Wednesday, October 8, 2008

The Onion: Humor in Shackles


This week The Onion is experimenting with an 18th century period theme. This is quite tedious to begin with, but the hateful and spectacularly unfunny "Humor in Shackles," which features mock jokes about the torture and killing of black slaves, is in the worst possible taste.
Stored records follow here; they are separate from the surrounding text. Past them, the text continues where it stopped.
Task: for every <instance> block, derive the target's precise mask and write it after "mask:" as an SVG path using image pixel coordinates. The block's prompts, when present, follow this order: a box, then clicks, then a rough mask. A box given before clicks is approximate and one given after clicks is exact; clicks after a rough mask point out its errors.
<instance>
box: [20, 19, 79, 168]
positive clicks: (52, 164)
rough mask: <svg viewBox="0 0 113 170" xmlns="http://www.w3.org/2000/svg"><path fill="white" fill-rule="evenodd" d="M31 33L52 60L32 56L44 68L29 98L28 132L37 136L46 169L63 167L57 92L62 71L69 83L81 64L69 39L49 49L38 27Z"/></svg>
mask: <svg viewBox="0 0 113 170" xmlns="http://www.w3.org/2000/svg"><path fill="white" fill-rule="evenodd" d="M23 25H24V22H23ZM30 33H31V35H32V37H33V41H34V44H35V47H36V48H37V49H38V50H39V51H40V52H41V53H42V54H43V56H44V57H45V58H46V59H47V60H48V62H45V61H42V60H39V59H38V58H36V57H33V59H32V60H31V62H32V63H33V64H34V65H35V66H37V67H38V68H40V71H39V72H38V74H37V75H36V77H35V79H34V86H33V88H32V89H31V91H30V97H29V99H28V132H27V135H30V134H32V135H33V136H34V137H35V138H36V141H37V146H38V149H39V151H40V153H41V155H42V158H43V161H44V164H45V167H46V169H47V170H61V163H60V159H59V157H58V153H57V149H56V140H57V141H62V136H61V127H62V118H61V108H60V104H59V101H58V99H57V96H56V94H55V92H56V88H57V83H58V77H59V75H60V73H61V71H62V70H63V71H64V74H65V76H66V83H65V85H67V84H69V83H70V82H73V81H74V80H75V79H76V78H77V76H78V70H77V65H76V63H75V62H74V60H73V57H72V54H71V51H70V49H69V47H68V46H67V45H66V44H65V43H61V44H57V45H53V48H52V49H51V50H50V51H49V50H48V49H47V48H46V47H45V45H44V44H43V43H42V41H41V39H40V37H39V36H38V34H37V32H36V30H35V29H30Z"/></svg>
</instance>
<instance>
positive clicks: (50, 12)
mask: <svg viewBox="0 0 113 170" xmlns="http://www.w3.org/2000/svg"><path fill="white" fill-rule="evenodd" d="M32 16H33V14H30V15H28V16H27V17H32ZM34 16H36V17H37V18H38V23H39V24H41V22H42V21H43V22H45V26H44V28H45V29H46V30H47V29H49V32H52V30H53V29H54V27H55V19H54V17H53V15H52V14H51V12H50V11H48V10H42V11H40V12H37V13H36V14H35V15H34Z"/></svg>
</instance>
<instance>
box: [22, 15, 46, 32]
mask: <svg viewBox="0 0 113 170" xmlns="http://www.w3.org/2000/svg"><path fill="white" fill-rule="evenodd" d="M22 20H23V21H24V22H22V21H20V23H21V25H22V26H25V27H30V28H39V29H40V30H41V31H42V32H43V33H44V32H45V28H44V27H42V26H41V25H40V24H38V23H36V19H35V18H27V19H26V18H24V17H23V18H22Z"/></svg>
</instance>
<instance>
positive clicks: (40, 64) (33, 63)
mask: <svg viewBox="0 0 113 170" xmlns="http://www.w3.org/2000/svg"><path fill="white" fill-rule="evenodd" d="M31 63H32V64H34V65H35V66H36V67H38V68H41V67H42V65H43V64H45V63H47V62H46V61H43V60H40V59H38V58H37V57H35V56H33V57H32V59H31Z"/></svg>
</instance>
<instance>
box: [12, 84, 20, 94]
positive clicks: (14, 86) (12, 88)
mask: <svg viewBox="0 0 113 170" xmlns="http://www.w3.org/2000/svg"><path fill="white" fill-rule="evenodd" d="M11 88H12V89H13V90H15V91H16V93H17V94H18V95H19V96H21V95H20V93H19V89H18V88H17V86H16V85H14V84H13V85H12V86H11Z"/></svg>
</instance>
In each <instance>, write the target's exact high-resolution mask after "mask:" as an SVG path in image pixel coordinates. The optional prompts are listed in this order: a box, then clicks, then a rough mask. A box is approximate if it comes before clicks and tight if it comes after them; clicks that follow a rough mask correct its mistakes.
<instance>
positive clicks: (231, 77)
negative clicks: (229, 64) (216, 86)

Mark Twain's classic anti-slavery novel Adventures of Huckleberry Finn uses the word "nigger" over 200 times yet manages to depict its black and white characters as deeply human. "Humor in Shackles," despite its PC language, merely exploits horrific imagery in order to turn the knee-jerk mechanism of dehumanization back onto the white slave owners, committing itself to the same mentality of tribalist hatred and oppression that permits atrocities like slavery in the first place. Shitty satire* merely perpetuates the kind of thinking it purports to criticize, and this week's issue of The Onion is a case in point. Boo-urns.

RATING: Humor in Shackles 1%
Adventures of Huckleberry Finn 99%

*Also see Stuff White People Like and Wonder Showzen.

(Image from bbb.videokitchen.tv.)

4 comments:

Anonymous said...

Wow. You guys. I thought this was the place to find toilet humor and jokes about Fence magazine... I must have made a wrong turn in Albuquerque...

Anonymous said...

I thought we were replacing "nigger" with "that one"?

John said...

Yeah, speaking of "horrific imagery," I hear most Fence magazine covers look like someone barfed a bunch of pencils at them at high speed.

Diarrhea.

John said...

And you be careful with that n word, anonymous. It might be in quotation marks, but it's still mean.